When it comes to Artificial Neural Networks, the world is awash with roll-your-own. Everyone has their own brand and implementation.  Although the theory and practice is well thought out, tested and put into use, the implementation in almost every case is different. In our company, we have a partner university training artificial neural nets for our field of endeavor as a research project for graduate students.

Very few roll-your-own ANN's or Artificial Neural Networks are object-oriented in terms of the way they are programmed. This is because it is easier to have a monolithic program where each layer resides in an array, and the neurons can input and output to each other easily.  All ANNs are coded in everything from Java, to C, to C++, to C# to kiddie scripting.  I am here to preach today, that there should be a standard Artificial Neuron.  To be more explicit, the standardization should be in the recipe for layers, inputs, weights, biases and outputs.  Let me explain.

While the roll-your-own is efficient for each application, it has several major drawbacks.  Let me go through some of them.

The first one is portability. We have a multitude of platforms on everything from Windows to Linux, to Objective C in the iOS native format, to QNX to folks putting Artificial Neural Networks on silicon, and programming right down to the bare metal, or the semi-metals that dope the silicon matrix in the transistor junctions of the chips. We need to be able to run a particular set of specifically trained neural nets on a variety of platforms.

The multiplicity of platforms was seen early on and as a result, we had strange things developed like CORBA or Common Object Request Broker Architecture being formulated ( http://en.wikipedia.org/wiki/Common_Object_Request_Broker_Architecture ). CORBA came about in the early 1990's in its initial incarnations however it is bulky and adds a code-heavy layer of abstraction to each platform when you want to transport silicon brainiacs like a multilayer perceptron machine.

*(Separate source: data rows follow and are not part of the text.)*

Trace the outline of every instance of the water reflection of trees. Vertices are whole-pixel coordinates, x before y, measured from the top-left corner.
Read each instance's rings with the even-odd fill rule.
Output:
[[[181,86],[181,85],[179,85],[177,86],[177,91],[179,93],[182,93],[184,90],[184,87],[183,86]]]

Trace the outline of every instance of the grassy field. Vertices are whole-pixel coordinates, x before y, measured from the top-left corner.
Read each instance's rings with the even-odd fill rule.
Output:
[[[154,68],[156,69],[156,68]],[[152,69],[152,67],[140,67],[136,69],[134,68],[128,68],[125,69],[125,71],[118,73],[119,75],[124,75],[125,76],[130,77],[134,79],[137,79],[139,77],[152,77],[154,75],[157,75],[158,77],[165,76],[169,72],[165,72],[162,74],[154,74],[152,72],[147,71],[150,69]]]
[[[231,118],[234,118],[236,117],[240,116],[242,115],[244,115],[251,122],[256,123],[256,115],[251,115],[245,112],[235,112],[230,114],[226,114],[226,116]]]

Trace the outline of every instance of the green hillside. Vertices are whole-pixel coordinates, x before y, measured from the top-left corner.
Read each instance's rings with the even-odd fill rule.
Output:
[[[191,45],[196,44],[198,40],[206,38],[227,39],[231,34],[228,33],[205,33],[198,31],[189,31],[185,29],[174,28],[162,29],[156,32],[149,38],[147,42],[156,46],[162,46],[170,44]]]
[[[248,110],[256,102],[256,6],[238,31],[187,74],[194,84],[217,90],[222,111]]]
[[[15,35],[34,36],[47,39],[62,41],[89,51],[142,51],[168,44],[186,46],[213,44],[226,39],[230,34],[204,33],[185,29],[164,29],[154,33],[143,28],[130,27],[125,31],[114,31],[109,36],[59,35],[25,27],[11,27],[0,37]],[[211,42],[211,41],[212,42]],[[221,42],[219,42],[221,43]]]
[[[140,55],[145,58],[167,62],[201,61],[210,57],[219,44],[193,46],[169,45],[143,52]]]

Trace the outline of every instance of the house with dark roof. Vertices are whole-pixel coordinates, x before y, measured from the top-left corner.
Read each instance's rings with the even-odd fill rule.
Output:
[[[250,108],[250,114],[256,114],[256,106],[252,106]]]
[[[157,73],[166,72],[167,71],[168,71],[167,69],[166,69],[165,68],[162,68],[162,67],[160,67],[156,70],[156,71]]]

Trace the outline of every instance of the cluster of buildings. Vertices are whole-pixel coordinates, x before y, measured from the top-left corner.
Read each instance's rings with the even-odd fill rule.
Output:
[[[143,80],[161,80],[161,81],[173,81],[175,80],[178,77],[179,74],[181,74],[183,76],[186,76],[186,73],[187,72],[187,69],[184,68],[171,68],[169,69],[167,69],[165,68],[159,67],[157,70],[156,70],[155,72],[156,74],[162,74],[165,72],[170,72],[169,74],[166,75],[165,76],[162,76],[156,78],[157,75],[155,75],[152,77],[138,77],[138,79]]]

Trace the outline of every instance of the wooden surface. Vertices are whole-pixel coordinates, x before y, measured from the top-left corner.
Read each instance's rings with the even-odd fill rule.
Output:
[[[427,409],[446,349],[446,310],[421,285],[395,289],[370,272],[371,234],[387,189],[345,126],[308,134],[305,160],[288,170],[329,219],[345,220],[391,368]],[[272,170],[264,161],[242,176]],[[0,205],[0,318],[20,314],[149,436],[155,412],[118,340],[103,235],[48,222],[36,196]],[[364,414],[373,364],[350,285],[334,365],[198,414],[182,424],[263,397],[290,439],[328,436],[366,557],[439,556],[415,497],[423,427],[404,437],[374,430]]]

The idea of distributed computing is an enticing one, but due to a large variety of factors, including security and the continued exponential multiplication of integrated transistors on a chip according to Moore's Law, it is a concept that has been obviated for the present time.

My contention, is that if you had a standard for a Neural Net, then you wouldn't have to call some foreign memory or code object from a foreign computer. You would just use a very simple light-weight data protocol to transfer post-learning layers, weights and biases (like JSON)  and bingo -- you can replicate smartness on a new machine in minutes without access to training data, or the time spent training the artificial neural net. It would be like unpacking a thinker in a box. You could be dumber than a second coat of paint, but no one would notice, because your mobile phone did your thinking for you.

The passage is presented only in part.